Les larmes qu'il avaient jusqu'à présent retenues s'écoulèrent, l'une d'elles s'étalant sur la couverture. Il se frotta les yeux à l'aide de sa manche, avant d'essuyer le manuscrit ; il craignait de l'abîmer, même s'il supposait que le professeur Snape avait lancé un charme de préservation sur l'ouvrage.

« Harry? » La voix de Hermione laissait transparaître son inquiétude.

« Depuis mon arrivée à Poudlard, » commença Harry, la gorge nouée par l'émotion, « j'ai entendu des anecdotes sur mon père. Quel bon joueur de Quidditch il était, quel élève prodigieux il faisait, son rôle de Préfet en chef. Sirius parle constamment de lui, de leurs exploits, de leurs mauvais coups. Même le directeur m'en parle, mais personne ne s'est jamais préoccupé de m'informer au sujet de ma mère, si ce n'est qu'elle avait été Préfère en chef et qu'elle nous adorait, mon père et moi. Tante Pétunia ne veut même pas prononcer son nom, et je n'ai aucun souvenir de mes grands-parents Evans. J'ai juste - j'ai toujours voulu... non, j'ai toujours eu besoin d'en apprendre plus sur elle que le fait qu'elle était belle et intelligente, et voilà que Snape... » Il s'interrompit, amenant de nouveau sa manche devant ses yeux.
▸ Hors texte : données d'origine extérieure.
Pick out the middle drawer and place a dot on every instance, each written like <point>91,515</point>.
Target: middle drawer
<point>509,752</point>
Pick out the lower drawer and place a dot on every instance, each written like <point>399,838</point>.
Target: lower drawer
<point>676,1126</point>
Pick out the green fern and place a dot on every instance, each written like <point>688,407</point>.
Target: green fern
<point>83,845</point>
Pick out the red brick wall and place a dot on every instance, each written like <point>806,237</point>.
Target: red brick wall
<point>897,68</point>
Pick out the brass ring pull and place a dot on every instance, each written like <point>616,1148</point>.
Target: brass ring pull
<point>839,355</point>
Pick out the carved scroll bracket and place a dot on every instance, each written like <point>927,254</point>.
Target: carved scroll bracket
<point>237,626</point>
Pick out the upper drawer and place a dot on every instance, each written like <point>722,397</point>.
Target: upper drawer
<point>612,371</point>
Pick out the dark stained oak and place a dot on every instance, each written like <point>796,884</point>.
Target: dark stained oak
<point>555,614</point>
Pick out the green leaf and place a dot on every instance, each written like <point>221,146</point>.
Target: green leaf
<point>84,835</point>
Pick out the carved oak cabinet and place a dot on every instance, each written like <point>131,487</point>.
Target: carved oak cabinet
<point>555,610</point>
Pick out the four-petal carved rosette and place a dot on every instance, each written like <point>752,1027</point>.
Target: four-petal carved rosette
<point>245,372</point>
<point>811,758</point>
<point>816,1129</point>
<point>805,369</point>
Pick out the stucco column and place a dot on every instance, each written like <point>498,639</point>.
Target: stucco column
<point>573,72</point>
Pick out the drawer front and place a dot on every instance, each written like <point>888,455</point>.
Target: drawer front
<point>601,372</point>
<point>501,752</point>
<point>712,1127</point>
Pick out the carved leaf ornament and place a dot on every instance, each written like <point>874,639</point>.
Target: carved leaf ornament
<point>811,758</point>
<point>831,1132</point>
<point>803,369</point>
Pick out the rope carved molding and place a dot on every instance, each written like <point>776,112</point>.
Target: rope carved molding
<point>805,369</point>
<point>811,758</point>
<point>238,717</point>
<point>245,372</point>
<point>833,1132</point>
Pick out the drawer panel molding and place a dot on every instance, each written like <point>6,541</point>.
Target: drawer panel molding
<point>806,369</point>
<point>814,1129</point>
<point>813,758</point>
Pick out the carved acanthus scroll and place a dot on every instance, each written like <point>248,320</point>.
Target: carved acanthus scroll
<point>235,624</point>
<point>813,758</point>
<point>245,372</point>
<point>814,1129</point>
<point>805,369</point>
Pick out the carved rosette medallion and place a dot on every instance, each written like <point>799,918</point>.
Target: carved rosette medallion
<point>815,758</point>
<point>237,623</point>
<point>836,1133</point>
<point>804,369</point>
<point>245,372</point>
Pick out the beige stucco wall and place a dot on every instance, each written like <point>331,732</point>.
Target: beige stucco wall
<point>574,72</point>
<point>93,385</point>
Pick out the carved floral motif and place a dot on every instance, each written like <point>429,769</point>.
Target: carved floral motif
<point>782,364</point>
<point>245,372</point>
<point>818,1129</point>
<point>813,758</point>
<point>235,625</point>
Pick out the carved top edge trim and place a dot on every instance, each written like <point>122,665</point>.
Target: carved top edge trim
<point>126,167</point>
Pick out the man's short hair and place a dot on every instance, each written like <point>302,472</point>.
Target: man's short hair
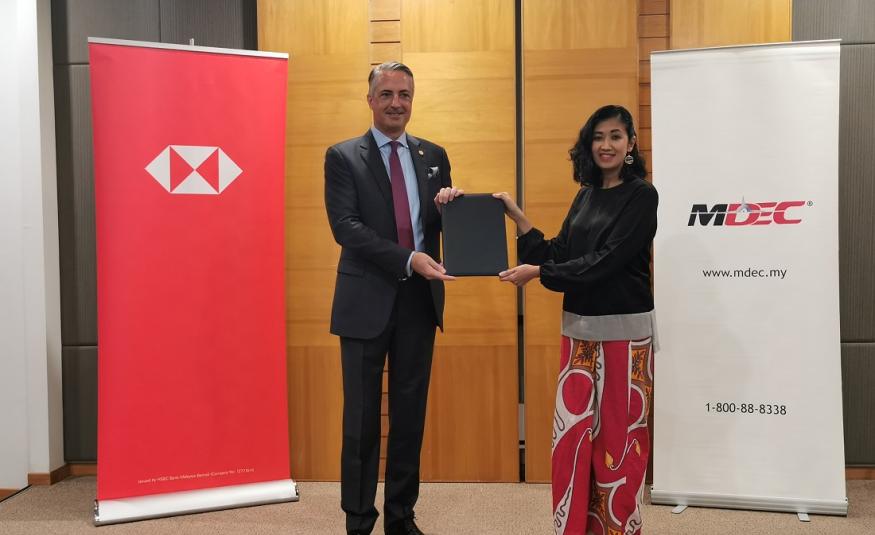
<point>378,71</point>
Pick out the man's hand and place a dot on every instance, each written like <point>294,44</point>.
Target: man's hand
<point>446,195</point>
<point>428,268</point>
<point>520,275</point>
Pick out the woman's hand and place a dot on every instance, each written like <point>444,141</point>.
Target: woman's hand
<point>446,195</point>
<point>514,212</point>
<point>520,275</point>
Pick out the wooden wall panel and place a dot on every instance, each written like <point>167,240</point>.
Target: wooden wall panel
<point>577,56</point>
<point>464,100</point>
<point>704,23</point>
<point>328,72</point>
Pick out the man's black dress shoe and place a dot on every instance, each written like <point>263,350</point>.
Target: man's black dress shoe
<point>403,527</point>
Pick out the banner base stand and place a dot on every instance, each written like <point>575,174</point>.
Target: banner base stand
<point>193,501</point>
<point>752,503</point>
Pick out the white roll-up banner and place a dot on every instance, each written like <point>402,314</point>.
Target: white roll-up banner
<point>748,394</point>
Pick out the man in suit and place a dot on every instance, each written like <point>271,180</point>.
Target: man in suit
<point>383,193</point>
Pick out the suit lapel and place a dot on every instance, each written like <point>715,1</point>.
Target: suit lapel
<point>417,154</point>
<point>370,153</point>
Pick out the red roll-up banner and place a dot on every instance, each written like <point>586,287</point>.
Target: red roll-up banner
<point>189,196</point>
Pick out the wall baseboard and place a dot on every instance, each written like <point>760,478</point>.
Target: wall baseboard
<point>860,472</point>
<point>42,478</point>
<point>5,493</point>
<point>82,469</point>
<point>90,469</point>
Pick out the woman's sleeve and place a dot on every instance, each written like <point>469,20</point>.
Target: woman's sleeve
<point>633,231</point>
<point>533,249</point>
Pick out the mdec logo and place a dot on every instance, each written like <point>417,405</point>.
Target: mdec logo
<point>743,214</point>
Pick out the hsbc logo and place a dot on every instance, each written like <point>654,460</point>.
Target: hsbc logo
<point>191,169</point>
<point>747,213</point>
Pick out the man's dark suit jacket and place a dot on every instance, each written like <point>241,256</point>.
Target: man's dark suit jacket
<point>358,197</point>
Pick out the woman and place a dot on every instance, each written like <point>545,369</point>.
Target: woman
<point>601,262</point>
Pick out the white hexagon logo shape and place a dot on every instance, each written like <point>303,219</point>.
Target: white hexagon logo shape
<point>192,169</point>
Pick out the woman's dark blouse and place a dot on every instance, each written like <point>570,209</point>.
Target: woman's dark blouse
<point>601,257</point>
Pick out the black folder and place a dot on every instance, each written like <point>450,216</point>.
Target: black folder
<point>474,237</point>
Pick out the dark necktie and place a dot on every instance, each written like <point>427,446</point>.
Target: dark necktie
<point>399,199</point>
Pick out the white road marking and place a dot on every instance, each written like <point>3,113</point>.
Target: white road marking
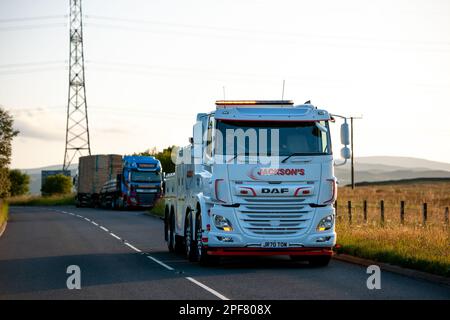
<point>161,263</point>
<point>115,236</point>
<point>196,282</point>
<point>132,247</point>
<point>214,292</point>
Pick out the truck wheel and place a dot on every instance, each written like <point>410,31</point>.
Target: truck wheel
<point>202,256</point>
<point>319,261</point>
<point>190,245</point>
<point>172,237</point>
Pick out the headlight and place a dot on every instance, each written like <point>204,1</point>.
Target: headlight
<point>222,223</point>
<point>326,223</point>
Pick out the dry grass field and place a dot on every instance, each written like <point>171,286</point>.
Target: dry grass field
<point>414,245</point>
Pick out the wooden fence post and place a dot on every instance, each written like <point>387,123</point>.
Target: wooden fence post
<point>335,209</point>
<point>425,213</point>
<point>365,211</point>
<point>402,212</point>
<point>350,212</point>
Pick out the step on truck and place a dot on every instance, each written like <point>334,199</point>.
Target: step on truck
<point>113,181</point>
<point>257,179</point>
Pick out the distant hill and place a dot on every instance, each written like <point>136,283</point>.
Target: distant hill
<point>403,162</point>
<point>380,168</point>
<point>404,181</point>
<point>35,175</point>
<point>367,169</point>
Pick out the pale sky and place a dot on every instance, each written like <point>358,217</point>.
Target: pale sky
<point>152,65</point>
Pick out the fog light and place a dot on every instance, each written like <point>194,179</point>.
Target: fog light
<point>326,223</point>
<point>225,239</point>
<point>222,223</point>
<point>323,239</point>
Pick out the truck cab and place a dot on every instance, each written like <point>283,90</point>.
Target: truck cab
<point>140,182</point>
<point>257,179</point>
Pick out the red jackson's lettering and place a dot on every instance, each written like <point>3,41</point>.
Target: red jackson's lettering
<point>280,172</point>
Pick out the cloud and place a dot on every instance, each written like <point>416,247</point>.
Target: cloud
<point>37,130</point>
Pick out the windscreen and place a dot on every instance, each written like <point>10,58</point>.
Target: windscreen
<point>272,138</point>
<point>143,176</point>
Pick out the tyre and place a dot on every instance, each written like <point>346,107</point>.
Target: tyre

« Je comprends, » assura Hermione simplement, lui remettant la photo.

Son ami la rangea dans la boîte, au dessus du livre, avant d'y ajouter les lettres. « Je - Je monte dans le dortoir. Si Ron et les autres reviennent, tu peux leur dire que j'ai besoin d'un petit instant de solitude ? »

La brunette fit un signe d'assentiment, tandis que le Gryffondor gravissait les marches qui menaient à la chambre des septième année. Il grimpa dans son lit, refermant les rideaux et jetant un sort d'intimité autour de lui. Il ressortit la photo de noces, la déposa sur le lit devant lui, puis dénicha la première lettre, en date de « Noël, 1971 », s'apprêtant ainsi à faire connaissance avec sa mère.

En bas, restée dans la salle commune, Hermione contempla le balai de course flambant neuf adossé au mur contre lequel Harry l'avait laissé, et esquissa un sourire.